Sebagai murid (meskipun hanya pengakuan sepihak), jujur dari lubuk hati yang paling dalam, saya merasa kehilangan yang mendalam saat mendengar berita kepulangan beliau. Meskipun interaksi saya dengan beliau tidak terlalu intens, tapi entah kenapa gaya berpikir dan analisa-analisa beliau terkait ajaran agama sejalan dan mudah diserap oleh pikiran saya. Dan bahkan (kalau harus jujur) banyak tulisan-tulisan “sampah” yang pernah saya tulis seputar kajian keislaman terinspirasi dan disadur dari pikiran serta buku-buku karangan beliau.
 
Alhamdulillah, selama kurang lebih empat tahun lamanya diri ini pernah ditatar dan ditempa oleh “tangan kreatif” beliau di Darus-Sunnah. Sebuah pesantren yang menjadi surganya para pemulung ilmu dan pengetahuan seputar hadis dan ilmu-ilmunya. Penjelasan dan pertanyaan-pertanyaan simpel namun menjebak menjadi menu “sarapan pagi” kami setiap pagi Senin dan Kamis bersama beliau kala itu. Ratusan dan bahkan ribuan petuah unik nan ilmiah sudah berseliweran di telinga ini dari mulut beliau, meskipun tidak semuanya terekam baik oleh pikiran.

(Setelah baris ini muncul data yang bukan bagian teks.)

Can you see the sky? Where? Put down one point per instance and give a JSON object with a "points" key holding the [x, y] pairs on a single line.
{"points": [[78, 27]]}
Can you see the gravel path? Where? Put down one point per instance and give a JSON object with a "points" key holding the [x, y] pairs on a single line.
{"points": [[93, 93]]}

Satu di antara hal unik yang masih teringat hingga sekarang adalah saat pertama kali belajar dengan beliau pada tahun 2010 silam. Waktu itu saya belum berstatus apa-apa di Darus-Sunnah, tidak tamu, bukan juga mahasantri, apalagi keluarga beliau. Bisa dibahasakan waktu itu saya tidak lebih dari seorang penyusup yang menyelinap ke sebuah majelis pengajian tanpa seizin pemilik majelis. “Penyelinapan” itu saya lakukan karena didorong oleh rasa penasaran yang sudah lama saya pendam ketika mendengar kealiman beliau dengan pesantren Darus-Sunnahnya.

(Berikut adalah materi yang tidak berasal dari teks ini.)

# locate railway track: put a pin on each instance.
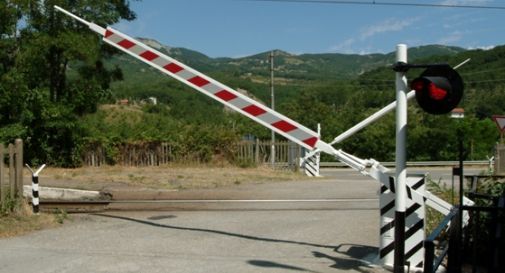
(210, 205)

Sebagai seorang yang dilahirkan dari kultur budaya yang berbeda, saya mengira bahwa bertanya di sela-sela pemilik majelis sedang berbicara merupakan suatu hal yang biasa. Dengan beraninya saya acungkan tangan sambil bersuara agak keras memanggil beliau untuk menanyakan sebuah hal yang saya anggap janggal dari keterangan beliau. Kalau saya tidak salah ingat, pada saat itu beliau sedang menerangkan persoalan hukum membaca al-Fatihah bagi makmum dalam salat jamaah atau hal yang terkait dengan persoalan tersebut.

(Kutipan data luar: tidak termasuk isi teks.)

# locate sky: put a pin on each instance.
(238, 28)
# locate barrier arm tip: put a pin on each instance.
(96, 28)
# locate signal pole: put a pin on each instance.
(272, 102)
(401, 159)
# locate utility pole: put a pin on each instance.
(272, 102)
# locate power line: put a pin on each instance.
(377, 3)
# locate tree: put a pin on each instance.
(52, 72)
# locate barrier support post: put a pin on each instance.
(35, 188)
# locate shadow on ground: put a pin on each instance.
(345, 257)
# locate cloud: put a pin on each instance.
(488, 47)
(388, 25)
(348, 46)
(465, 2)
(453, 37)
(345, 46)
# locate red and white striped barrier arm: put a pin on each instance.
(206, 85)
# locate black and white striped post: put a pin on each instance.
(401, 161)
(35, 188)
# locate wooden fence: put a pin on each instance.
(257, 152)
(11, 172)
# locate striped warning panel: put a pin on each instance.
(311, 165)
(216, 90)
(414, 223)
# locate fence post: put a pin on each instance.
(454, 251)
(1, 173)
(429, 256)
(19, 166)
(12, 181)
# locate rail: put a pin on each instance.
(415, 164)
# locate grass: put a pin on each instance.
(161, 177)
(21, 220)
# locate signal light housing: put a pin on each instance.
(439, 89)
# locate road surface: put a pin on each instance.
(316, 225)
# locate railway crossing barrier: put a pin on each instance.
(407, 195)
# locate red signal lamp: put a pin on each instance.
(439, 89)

Beberapa kali saya menyaut “Ya Syekh, urid al-sual”, tapi tidak digubris oleh beliau dan malahan –kata teman yang di samping saya- beliau meminta saya untuk diam terlebih dahulu. Akan tetapi, lucunya saya tidak mendengarkan perkataan teman tersebut dan malahan saya mengira beliau tidak mendengar panggilan saya. Akhirnya saya panggil beliau untuk ketiga kalinya dengan nada yang tidak jauh berbeda dengan nada sebelumnya. Akhirnya dengan suara yang agak keras “uskut” (diamlah.!), beliau pun menjawab sautan saya. Sadar kalau apa yang saya lakukan kurang tepat, akhirnya saya bungkam dan mencoba menata hati kembali untuk menahan rasa malu yang bersarang dalam hati dari anggota majelis yang lain, Hehe.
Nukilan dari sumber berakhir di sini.